There are so many different ways homeschooling can work for individual families. Kaleidoscope strives to support each family in their homeschooling journey, and we understand there is not just one right way to achieve a well-rounded home education. In this “How we Homeschool” blog series, we will feature various homeschooling families and and give them a chance to answer some of the most common homeschooler FAQs themselves. By doing so, our goal is to help families see the variety that is available in the world of home education. This may help new homeschoolers get ideas for curriculum and the confidence to get started, as well as offer seasoned homeschoolers encouragement and inspiration to shake things up on their educational journey.

For our third installment of How we Homeschool, we talked to Jessica Cadeau, who is both a Kaleidoscope parent and our administrative assistant!

How many kids do you have, and what are their ages?

  • I have 3 kids, ages 7, 10, and 12

In which community do you live?

  • I live in the community of L’Anse Township. 


How long have you been homeschooling?

  • I am heading into my 7th year of homeschooling this fall. 


Is there a “type” of homeschool parent you consider yourself to be?

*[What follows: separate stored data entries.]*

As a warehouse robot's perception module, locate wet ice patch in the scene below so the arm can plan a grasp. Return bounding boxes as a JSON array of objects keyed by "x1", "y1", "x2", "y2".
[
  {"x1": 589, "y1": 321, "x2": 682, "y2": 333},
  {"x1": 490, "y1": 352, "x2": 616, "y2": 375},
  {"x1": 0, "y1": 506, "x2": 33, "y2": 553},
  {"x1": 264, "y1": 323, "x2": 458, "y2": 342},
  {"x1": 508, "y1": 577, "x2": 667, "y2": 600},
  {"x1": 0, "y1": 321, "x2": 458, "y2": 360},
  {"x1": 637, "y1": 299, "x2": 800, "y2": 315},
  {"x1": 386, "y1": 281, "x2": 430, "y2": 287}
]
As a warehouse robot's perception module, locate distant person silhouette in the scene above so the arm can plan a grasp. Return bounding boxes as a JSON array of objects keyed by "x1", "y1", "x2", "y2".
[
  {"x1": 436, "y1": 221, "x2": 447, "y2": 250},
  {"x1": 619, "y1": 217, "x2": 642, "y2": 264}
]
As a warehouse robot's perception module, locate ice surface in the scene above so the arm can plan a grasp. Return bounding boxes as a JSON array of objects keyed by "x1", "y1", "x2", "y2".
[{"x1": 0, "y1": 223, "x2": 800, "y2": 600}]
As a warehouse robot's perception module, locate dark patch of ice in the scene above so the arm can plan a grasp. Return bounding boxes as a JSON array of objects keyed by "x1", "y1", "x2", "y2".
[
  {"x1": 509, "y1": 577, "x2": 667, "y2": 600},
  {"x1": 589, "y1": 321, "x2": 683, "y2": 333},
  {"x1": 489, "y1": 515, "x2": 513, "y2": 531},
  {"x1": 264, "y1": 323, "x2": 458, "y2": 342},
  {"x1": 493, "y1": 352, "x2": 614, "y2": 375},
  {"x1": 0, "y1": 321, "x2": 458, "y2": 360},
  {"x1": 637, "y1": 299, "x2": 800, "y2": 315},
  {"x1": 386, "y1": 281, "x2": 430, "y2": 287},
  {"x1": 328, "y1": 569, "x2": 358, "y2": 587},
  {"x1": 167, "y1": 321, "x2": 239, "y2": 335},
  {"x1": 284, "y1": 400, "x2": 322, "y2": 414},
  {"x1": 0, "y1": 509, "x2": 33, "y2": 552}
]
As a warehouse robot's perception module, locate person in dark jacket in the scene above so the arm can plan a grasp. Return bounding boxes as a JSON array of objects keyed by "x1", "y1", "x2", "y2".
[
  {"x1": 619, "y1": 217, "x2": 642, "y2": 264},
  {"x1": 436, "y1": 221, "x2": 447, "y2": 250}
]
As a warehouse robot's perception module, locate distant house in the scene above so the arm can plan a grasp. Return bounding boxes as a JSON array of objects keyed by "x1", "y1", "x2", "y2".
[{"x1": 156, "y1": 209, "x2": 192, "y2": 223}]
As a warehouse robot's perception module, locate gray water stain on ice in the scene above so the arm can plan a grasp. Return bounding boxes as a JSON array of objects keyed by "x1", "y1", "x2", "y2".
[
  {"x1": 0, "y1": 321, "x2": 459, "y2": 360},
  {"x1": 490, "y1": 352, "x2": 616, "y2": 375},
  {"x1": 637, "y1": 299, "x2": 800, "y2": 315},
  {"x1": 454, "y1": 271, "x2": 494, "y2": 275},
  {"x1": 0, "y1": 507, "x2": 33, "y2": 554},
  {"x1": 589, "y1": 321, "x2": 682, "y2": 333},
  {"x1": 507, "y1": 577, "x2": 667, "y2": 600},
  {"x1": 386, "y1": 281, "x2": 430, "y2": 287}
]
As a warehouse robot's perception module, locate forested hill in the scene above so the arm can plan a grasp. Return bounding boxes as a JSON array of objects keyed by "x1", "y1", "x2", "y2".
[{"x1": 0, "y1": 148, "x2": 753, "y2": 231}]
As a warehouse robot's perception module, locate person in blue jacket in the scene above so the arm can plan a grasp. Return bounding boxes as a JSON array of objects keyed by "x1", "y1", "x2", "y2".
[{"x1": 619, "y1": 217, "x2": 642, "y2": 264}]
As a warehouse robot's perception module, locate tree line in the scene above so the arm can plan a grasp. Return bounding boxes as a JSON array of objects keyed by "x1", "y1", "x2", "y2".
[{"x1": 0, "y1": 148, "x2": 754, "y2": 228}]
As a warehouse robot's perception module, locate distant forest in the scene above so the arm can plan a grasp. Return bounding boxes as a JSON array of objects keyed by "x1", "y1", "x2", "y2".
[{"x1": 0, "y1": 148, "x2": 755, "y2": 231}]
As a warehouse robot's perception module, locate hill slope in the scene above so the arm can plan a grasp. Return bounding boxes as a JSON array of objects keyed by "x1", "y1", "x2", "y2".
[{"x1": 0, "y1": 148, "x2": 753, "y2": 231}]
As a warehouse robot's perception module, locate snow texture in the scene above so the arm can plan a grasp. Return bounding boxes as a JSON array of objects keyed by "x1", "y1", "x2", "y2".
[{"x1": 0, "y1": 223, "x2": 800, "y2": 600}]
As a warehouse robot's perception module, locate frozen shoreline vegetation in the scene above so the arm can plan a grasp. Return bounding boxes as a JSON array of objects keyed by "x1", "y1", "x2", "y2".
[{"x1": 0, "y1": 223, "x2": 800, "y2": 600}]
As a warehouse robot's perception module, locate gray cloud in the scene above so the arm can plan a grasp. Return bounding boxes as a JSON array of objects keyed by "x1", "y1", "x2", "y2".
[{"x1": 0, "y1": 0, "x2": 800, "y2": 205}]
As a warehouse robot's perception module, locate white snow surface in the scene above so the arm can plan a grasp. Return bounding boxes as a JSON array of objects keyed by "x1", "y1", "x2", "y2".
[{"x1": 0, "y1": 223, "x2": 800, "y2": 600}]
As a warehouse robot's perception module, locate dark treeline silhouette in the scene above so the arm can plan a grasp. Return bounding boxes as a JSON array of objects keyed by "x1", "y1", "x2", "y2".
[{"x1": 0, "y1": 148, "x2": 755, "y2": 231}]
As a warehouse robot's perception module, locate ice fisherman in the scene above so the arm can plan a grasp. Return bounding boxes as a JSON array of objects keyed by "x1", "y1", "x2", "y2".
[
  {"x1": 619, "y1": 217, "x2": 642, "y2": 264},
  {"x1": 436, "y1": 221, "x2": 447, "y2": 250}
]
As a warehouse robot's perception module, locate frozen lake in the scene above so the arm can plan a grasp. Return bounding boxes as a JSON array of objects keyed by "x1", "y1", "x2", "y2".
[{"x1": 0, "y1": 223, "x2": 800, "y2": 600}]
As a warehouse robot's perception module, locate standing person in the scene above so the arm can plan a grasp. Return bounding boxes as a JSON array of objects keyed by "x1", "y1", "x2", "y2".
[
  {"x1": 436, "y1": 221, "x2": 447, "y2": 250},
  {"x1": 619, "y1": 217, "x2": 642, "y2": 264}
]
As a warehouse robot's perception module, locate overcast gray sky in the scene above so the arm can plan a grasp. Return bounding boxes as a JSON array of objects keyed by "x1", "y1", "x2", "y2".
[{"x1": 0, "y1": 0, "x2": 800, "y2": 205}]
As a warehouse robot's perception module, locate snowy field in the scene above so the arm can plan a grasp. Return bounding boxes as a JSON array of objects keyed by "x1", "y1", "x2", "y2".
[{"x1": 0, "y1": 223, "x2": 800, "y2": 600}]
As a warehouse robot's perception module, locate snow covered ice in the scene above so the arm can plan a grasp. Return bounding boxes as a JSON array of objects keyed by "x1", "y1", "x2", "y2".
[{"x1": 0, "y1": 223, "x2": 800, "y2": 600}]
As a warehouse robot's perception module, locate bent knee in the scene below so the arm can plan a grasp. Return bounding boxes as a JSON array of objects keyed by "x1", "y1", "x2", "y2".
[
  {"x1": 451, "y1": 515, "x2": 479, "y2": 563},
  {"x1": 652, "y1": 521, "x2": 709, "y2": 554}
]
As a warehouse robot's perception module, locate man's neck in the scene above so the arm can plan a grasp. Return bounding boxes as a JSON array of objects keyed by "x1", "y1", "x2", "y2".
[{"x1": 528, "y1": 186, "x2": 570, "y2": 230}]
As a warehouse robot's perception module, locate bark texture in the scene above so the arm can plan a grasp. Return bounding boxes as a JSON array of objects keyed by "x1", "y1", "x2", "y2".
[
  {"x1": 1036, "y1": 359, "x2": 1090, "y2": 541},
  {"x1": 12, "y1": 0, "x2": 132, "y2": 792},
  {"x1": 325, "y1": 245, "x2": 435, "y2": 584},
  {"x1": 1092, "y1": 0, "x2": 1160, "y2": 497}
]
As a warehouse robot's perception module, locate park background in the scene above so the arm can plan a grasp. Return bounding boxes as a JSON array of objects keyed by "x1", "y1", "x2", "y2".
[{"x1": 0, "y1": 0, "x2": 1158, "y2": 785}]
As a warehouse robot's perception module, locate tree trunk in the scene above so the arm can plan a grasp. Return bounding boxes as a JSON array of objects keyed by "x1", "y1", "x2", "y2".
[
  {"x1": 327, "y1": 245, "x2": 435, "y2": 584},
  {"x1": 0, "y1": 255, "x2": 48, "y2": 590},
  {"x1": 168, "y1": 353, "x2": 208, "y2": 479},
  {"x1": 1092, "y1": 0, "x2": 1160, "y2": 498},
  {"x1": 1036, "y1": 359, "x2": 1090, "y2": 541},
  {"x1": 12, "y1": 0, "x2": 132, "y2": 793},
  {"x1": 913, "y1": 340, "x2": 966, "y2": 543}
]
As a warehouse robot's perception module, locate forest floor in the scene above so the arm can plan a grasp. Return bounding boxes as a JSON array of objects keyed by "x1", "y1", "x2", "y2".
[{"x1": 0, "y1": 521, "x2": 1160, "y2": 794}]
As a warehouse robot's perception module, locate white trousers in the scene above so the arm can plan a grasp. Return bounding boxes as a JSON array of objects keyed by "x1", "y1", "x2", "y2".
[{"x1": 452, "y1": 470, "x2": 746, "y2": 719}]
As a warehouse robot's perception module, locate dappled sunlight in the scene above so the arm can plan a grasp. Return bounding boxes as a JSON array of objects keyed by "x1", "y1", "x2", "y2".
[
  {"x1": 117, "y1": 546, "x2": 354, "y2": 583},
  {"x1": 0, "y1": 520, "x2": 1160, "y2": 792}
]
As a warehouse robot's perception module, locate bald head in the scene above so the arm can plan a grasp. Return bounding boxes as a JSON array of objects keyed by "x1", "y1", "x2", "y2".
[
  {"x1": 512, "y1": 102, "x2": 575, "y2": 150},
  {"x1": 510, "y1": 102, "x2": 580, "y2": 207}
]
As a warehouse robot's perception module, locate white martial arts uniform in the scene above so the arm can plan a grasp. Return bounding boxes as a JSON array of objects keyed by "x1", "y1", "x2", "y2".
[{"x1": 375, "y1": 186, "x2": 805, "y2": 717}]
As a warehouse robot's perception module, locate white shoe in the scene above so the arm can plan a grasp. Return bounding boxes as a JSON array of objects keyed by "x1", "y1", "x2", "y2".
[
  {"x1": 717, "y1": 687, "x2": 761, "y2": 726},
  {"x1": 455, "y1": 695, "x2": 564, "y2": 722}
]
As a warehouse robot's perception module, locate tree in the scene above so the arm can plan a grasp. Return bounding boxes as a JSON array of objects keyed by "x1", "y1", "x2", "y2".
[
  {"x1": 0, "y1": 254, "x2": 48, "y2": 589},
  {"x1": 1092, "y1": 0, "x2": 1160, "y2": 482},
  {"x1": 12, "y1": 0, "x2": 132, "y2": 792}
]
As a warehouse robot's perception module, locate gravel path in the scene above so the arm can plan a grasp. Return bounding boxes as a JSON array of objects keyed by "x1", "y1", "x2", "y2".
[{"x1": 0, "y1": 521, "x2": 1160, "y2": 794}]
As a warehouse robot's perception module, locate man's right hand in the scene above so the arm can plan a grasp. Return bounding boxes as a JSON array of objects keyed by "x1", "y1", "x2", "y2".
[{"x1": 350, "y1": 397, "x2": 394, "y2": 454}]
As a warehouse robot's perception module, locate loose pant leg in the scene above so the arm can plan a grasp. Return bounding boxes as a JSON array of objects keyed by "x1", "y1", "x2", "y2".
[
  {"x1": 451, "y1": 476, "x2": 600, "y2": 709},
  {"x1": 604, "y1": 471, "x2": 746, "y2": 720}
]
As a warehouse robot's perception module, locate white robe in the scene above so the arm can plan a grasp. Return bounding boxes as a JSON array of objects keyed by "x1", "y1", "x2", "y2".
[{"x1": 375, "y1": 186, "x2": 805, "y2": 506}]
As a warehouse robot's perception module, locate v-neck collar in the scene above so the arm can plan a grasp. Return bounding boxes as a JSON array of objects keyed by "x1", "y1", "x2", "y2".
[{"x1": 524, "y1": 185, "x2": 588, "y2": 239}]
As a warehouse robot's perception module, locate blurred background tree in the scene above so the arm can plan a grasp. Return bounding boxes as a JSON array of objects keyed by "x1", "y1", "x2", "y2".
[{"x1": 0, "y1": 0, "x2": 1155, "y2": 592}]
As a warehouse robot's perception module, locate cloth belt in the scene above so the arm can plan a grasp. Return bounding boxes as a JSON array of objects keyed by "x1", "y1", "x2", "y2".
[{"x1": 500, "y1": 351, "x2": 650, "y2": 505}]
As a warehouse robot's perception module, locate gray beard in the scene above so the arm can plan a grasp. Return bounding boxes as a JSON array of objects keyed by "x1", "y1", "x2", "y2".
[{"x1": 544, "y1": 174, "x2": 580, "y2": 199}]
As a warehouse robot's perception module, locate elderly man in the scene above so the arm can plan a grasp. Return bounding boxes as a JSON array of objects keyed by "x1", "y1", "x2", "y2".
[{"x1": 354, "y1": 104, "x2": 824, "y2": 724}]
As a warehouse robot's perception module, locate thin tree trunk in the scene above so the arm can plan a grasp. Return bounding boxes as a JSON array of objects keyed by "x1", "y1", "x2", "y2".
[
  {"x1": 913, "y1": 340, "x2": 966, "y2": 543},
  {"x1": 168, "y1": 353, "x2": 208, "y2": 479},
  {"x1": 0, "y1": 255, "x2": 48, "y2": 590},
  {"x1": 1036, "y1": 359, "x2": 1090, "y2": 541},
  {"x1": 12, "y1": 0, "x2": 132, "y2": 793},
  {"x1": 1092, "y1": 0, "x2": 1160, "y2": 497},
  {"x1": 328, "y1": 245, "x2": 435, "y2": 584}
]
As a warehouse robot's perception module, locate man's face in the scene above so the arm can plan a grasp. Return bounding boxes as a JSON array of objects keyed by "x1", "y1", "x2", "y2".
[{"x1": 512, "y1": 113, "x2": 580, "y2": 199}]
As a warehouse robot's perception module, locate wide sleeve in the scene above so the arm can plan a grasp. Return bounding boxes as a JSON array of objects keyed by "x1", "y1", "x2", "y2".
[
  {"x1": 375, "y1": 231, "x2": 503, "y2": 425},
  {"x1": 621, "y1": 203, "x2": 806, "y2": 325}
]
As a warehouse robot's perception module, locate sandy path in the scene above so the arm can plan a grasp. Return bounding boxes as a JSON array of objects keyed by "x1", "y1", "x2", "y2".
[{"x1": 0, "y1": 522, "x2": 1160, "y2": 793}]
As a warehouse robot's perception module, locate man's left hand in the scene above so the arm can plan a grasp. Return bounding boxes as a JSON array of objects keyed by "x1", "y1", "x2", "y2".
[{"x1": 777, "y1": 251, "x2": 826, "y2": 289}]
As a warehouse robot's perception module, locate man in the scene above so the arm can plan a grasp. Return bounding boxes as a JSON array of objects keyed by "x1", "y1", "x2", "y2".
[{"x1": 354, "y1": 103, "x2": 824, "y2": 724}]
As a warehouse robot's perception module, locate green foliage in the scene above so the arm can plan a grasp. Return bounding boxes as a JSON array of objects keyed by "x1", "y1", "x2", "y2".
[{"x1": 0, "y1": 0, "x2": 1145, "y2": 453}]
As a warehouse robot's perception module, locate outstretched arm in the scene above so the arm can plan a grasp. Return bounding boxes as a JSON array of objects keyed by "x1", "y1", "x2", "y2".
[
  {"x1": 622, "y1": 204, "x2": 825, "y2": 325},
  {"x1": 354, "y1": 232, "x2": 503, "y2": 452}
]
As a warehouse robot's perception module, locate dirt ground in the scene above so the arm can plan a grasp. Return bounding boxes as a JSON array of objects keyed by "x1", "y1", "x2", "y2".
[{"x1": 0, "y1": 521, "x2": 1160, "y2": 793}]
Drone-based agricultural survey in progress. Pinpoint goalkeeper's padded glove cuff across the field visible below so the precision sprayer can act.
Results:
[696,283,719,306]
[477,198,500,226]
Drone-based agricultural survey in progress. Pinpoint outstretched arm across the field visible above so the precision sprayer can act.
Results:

  • I’m pretty involved and hands on with the kids. We do all book work–no online classes. So this requires me to be the teacher for them. In a lot of ways, I find this very enjoyable. I know their strengths and weaknesses. I get a sense of the time of day that works best for them and even for which subject. I can tailor their schooling and try new tactics if something does not seem to be working well for their learning style. And one of my favorite things about being the primary teacher? I get an entire second education! I’ve learned mental math tricks I never knew before. My writing has become more polished. I get to be hands on with the science experiments right alongside my children. I’m even memorizing history events after teaching it for the third time!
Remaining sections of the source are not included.